Controllable Data Augmentation Through Deep Relighting
- URL: http://arxiv.org/abs/2110.13996v1
- Date: Tue, 26 Oct 2021 20:02:51 GMT
- Title: Controllable Data Augmentation Through Deep Relighting
- Authors: George Chogovadze and R\'emi Pautrat and Marc Pollefeys
- Abstract summary: We explore how to augment a varied set of image datasets through relighting so as to improve the ability of existing models to be invariant to illumination changes.
We develop a tool, based on an encoder-decoder network, that is able to quickly generate multiple variations of the illumination of various input scenes.

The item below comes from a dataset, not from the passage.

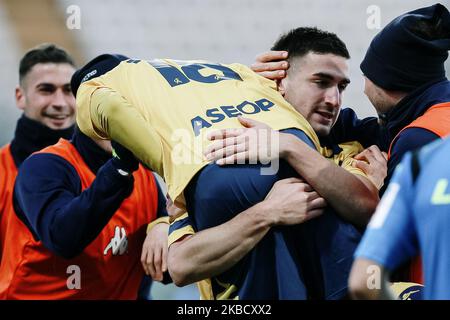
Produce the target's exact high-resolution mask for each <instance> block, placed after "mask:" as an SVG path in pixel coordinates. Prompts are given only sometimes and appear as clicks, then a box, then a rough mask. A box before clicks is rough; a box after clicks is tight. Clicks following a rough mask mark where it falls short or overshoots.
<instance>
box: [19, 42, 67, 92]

We demonstrate that by training models on datasets that have been augmented with our pipeline, it is possible to achieve higher performance on localization benchmarks.
- Score: 75.96144853354362
- License: http://arxiv.org/licenses/nonexclusive-distrib/1.0/
- Abstract: At the heart of the success of deep learning is the quality of the data.
Through data augmentation, one can train models with better generalization
capabilities and thus achieve greater results in their field of interest. In
this work, we explore how to augment a varied set of image datasets through
relighting so as to improve the ability of existing models to be invariant to
illumination changes, namely for learned descriptors. We develop a tool, based
on an encoder-decoder network, that is able to quickly generate multiple
variations of the illumination of various input scenes whilst also allowing the
user to define parameters such as the angle of incidence and intensity. We
demonstrate that by training models on datasets that have been augmented with
our pipeline, it is possible to achieve higher performance on localization
benchmarks.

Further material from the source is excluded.